Input/output operations per second (IOPS) is a measure of the number of read and write operations a storage device can perform in one second. An input/output (I/O) operation involves two activities: reading data from a storage device, or writing the data to the file system, and subsequently the storage device. The cumulative number of read and write operations that can be performed by the computer onto the storage device is called IOPS. It is the standard against which almost all vendors measure the performance of their storage devices like hard disk drives (HDDs), solid state drives (SDDs), flash drives, and network-attached storage devices.
Although a widely accepted measure of storage performance, IOPS by itself is not a sufficient performance metric. It's like saying that an engine is running at 8,500 revolutions per minute (rpm), with no other context. However, saying that the engine is capable of producing 15 Nm of torque at 8,500rpm in the first gear fully describes the capabilities of the engine. Similarly, IOPS must be coupled with other metrics to give usable insights into the performance of storage devices.
Every storage device is physically partitioned into fragments of storage units called memory blocks. When a file is stored on the disk, it is partitioned into chunks of data, each of which is equal to the size of the memory block. For example, if a hard disk has a total capacity of 1TB, and has a memory block of 512 bytes, every file that is stored on the hard disk has to be split into blocks of 512 bytes, no matter the file size.
Since a block is the largest piece of disk space that can be allocated to a data chunk, it is conclusively the largest amount of data that can be accessed or processed in a single I/O operation. IOPS thus constitutes the cumulative count of read IOPS (the number of memory blocks accessed in a second) and write IOPS (the number of memory blocks onto which data is written).
The IOPS value in a storage system is dependent on a number of factors, varying across different configurations of hardware and the overlaid software. Here are the most prominent factors affecting the IOPS values.
Memory block size: The most important factor in IOPS calculation is the block size of the selected storage. IOPS value is inversely proportional to the block size. This is because the smaller the block size, the less time it will take to read or write the data to and from the block, resulting in a higher IOPS count. The larger the block size, the longer it will take to read or write data to the disk, resulting in a lower IOPS count.
CPU: One majorly overlooked aspect defining the IOPS values noticed in storage devices is the computing capacity of the CPU that's performing the read/write operations on the disk. A powerflu CPU can access a higher number of memory blocks in a unit time, and at a faster rate, than a CPU with comparatively less power. All the physical aspects of a CPU are equally contributing factors to the IOPS values, i.e., number of cores, processor thread count, clocking speed, on-chip memory, etc. As such, the observed IOPS value is directly proportional to all these inclusive CPU factors.
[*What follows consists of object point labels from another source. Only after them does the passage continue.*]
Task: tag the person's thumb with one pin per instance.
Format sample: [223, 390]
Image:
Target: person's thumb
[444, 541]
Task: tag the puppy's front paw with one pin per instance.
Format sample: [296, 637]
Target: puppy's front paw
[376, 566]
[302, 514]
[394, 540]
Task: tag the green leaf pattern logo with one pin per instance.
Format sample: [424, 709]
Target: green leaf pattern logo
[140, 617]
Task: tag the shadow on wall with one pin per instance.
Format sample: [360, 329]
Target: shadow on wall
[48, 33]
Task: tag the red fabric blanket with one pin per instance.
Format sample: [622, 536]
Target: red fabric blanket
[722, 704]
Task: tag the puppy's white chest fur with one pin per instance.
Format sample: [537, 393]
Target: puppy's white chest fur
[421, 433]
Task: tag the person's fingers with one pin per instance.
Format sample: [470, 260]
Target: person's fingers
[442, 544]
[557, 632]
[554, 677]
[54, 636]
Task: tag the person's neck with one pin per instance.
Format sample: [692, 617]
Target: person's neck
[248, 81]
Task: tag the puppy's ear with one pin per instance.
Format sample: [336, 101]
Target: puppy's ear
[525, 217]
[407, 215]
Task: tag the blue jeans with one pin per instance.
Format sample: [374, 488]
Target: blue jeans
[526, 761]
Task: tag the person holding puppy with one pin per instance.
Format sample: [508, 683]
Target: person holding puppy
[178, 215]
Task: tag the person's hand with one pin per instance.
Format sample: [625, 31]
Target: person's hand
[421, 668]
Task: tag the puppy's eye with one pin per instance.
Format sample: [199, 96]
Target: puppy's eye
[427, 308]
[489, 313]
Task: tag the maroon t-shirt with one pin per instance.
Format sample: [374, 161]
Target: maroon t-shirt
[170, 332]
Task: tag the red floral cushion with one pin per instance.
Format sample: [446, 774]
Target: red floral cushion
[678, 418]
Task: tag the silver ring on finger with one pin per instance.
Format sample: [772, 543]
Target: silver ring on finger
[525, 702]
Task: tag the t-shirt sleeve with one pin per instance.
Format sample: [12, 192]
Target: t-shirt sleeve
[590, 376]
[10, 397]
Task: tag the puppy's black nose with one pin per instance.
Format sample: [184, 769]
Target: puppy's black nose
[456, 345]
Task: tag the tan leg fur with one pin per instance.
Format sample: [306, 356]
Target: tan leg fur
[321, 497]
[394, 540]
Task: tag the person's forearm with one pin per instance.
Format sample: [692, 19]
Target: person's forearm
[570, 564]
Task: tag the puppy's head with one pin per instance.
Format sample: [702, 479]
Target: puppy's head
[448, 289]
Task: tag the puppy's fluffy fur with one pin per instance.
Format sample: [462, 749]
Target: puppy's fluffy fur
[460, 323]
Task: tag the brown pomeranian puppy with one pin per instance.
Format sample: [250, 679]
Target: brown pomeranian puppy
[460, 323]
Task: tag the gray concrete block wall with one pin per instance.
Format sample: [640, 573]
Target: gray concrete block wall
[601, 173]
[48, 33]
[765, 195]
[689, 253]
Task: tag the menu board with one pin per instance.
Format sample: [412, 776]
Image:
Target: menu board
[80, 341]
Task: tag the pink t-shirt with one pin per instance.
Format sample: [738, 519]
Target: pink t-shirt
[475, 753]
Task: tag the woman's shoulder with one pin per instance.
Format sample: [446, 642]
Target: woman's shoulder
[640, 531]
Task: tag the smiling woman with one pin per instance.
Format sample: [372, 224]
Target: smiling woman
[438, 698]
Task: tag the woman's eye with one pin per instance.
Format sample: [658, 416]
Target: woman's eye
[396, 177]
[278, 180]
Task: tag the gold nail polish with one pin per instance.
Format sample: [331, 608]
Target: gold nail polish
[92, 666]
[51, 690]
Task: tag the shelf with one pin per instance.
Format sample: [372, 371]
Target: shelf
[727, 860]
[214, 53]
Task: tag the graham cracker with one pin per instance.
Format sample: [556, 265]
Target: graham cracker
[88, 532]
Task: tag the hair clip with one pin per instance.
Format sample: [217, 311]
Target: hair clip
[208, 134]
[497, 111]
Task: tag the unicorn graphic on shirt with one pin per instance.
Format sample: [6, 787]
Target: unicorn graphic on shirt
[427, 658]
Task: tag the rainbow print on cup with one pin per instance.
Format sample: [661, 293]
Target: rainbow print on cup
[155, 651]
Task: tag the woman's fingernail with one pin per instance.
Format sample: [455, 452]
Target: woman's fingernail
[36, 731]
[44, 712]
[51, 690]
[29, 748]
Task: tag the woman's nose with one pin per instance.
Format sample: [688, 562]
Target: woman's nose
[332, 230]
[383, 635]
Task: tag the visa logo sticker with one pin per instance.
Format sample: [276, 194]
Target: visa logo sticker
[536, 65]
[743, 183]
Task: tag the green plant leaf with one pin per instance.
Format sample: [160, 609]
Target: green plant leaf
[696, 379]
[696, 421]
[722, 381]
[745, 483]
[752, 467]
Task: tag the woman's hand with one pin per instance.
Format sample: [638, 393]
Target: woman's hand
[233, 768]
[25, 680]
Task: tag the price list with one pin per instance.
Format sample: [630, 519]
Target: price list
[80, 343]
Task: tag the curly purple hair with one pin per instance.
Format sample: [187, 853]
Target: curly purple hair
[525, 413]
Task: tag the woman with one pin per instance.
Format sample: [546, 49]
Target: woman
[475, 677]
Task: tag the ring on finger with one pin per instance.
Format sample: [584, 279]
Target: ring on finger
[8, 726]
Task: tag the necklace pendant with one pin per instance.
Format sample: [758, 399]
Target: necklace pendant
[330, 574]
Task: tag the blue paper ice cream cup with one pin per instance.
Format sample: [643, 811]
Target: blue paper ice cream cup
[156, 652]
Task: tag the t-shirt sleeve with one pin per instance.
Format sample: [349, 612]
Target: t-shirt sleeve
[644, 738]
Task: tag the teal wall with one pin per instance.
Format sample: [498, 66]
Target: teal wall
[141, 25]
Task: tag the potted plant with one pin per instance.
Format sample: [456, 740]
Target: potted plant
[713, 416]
Type of storage device: Storage systems have evolved through the years. Different disks have different read and write architecture, and so, perform differently. Flash drives have a comparatively lower IOPS count compared to spindle-driven, mechanical HDDs, whose count lies within the range of a few hundreds. SSDs, the current flagships of the storage devices market, have the highest IOPS value, ranging anywhere between 5,000 IOPS to 1.5 million IOPS depending on the SSD architecture.
RAID level: If you have implemented a RAID system, the IOPS value will critically depend on the configured RAID level. RAID focuses on building redundancy for the storage disks using additional disks so data is not lost in case of device failures. In such cases, every instance of data being written onto the primary disk is also written onto the secondary and subsequent disks across the disk array. This increases the number of write operations to be performed, increasing the overall IOPS.
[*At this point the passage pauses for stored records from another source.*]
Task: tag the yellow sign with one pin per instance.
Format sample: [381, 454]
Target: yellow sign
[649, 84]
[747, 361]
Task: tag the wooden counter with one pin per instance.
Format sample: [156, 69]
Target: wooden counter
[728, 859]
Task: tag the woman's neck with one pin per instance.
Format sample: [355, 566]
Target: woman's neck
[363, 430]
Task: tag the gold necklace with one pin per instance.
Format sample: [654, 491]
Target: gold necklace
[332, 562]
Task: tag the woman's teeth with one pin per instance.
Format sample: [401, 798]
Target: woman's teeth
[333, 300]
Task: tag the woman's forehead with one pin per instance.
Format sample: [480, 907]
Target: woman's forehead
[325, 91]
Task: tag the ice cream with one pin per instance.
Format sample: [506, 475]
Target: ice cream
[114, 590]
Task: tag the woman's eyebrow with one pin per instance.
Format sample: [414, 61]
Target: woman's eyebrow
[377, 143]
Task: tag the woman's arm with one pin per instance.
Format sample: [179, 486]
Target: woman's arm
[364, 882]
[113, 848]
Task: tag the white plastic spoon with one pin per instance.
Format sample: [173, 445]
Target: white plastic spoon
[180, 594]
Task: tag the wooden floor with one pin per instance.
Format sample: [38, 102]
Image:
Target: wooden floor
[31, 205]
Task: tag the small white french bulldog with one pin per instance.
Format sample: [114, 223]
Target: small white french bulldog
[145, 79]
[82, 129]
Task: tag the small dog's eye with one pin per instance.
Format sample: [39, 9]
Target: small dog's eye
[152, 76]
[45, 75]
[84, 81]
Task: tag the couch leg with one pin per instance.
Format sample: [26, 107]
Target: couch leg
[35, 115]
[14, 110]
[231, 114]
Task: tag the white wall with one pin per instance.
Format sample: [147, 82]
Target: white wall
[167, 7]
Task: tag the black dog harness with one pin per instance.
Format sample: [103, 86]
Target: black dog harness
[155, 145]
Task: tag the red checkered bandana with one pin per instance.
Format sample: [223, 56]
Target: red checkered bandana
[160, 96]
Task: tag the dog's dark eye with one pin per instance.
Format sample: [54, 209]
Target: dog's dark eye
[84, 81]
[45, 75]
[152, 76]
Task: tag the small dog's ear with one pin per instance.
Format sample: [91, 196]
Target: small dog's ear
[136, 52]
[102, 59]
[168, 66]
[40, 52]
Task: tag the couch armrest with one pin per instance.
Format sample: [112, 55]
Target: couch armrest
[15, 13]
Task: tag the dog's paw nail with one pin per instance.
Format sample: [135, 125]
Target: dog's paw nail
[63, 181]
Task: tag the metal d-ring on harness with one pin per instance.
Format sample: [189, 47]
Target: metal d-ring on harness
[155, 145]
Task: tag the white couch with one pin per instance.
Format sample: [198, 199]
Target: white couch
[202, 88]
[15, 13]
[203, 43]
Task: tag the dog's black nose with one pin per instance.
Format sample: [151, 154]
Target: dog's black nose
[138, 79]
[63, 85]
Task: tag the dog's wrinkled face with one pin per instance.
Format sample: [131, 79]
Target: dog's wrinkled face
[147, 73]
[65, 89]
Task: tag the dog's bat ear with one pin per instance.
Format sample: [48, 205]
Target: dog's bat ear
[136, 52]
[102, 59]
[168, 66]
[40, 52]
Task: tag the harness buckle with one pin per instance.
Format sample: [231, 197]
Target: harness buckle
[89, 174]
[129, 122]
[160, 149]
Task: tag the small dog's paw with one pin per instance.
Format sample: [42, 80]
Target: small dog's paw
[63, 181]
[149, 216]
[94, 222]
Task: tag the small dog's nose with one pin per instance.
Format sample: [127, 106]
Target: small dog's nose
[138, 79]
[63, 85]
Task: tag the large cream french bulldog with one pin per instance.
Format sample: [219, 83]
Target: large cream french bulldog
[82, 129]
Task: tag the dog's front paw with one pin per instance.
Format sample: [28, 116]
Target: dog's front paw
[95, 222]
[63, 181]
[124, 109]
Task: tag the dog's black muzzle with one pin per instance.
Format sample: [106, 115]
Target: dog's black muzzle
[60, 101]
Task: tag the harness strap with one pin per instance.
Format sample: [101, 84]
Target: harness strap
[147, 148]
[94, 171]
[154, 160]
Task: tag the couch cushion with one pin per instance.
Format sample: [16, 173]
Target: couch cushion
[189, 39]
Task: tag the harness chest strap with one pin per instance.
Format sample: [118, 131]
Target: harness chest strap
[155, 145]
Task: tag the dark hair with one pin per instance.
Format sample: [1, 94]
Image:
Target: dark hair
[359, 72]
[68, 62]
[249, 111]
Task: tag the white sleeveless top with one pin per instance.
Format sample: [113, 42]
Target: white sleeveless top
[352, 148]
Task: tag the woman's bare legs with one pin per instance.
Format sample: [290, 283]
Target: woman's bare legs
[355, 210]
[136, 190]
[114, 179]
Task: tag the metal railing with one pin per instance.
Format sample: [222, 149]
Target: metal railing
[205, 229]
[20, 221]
As mentioned before, IOPS by itself contains no tangible value unless associated with other metrics. When coupled with other metrics like throughput and latency, you can paint an exact picture of the status of storage performance.
Storage throughput refers to the amount of data transferred to and from the storage device per second. It is represented in bits per second. Also known as bandwidth or transfer rate, it refers to the maximum capability of the storage device in terms of how much volume of data it can move from one point to another in one second. The difference between throughput and IOPS is Latency refers to the time required by the system to process the I/O request.
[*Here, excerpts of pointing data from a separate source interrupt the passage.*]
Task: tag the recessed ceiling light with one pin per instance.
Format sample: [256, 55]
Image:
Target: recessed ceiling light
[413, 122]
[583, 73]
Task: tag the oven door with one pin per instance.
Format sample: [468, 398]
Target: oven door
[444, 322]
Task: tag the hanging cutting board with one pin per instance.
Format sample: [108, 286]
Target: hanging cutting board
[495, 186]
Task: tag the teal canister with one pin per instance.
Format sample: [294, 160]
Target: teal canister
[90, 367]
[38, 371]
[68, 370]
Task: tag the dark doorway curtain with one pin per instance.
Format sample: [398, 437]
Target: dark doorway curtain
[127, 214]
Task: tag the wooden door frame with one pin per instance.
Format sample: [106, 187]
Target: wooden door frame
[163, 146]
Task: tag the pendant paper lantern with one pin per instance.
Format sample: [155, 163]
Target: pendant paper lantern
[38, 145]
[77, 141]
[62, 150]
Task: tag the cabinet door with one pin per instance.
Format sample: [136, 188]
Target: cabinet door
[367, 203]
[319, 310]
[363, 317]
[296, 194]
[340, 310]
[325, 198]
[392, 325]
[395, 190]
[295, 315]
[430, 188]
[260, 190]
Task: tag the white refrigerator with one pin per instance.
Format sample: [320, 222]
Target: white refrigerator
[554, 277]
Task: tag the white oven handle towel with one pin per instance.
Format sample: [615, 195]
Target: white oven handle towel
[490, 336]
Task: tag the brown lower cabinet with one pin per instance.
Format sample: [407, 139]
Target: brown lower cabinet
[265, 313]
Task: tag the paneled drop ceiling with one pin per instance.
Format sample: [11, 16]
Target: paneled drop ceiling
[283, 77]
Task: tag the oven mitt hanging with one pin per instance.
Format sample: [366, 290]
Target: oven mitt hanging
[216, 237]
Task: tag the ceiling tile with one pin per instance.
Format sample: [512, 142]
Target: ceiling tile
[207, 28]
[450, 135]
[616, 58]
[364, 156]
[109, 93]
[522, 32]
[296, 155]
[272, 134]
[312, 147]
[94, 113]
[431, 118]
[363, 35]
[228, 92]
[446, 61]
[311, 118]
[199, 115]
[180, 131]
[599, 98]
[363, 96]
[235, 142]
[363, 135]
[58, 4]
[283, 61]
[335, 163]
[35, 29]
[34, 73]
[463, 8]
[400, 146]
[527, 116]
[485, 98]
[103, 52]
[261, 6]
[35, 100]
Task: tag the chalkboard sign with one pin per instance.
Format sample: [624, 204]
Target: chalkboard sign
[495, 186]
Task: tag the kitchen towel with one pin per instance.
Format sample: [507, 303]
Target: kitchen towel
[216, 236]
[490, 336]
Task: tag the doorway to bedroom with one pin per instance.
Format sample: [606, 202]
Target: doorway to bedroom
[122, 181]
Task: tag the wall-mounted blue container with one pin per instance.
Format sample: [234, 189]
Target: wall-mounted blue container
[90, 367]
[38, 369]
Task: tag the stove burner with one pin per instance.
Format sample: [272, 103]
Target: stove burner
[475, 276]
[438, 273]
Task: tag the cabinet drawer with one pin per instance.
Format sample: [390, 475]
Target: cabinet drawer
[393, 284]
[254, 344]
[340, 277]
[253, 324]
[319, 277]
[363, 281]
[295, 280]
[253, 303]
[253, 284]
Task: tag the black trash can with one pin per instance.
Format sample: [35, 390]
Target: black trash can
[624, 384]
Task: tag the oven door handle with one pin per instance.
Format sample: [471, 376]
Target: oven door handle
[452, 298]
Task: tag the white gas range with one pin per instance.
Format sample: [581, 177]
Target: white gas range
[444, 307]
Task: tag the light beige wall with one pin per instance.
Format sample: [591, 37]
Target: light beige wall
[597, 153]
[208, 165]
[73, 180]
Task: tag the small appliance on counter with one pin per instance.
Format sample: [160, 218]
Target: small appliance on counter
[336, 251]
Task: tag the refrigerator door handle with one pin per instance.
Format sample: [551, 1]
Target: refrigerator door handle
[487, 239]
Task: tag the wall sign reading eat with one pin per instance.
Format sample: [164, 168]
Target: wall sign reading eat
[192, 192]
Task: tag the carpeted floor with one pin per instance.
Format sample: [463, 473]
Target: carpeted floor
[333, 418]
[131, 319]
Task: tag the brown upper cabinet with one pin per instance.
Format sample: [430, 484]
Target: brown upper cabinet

To put this into perspective, if there is a bucket which is to be filled with water using a jug, IOPS is defined by how many jugs of water you can pour into the bucket in one second. Throughput, on the other hand, is defined by the volume of water that can be poured into the bucket in one second. There will always be a delay in the process of emptying the jug into the bucket, refilling it, and emptying it again. This is latency.
Difference between thoughput and IOPS: IOPS is a measure of the possible number of read/writes in a disk, while throughput is the data transfer rate of a disk. While they are dependent on different factors, they are also interdependent.
Relation between IOPS and throughput: The transfer rate, or throughput, is measured by multiplying the IOPS count with the memory block size.
Throughput = IOPS * Block Size
For example, if the IOPS is 1,500, and the block size is 128KB, the throughput is 192Mbps.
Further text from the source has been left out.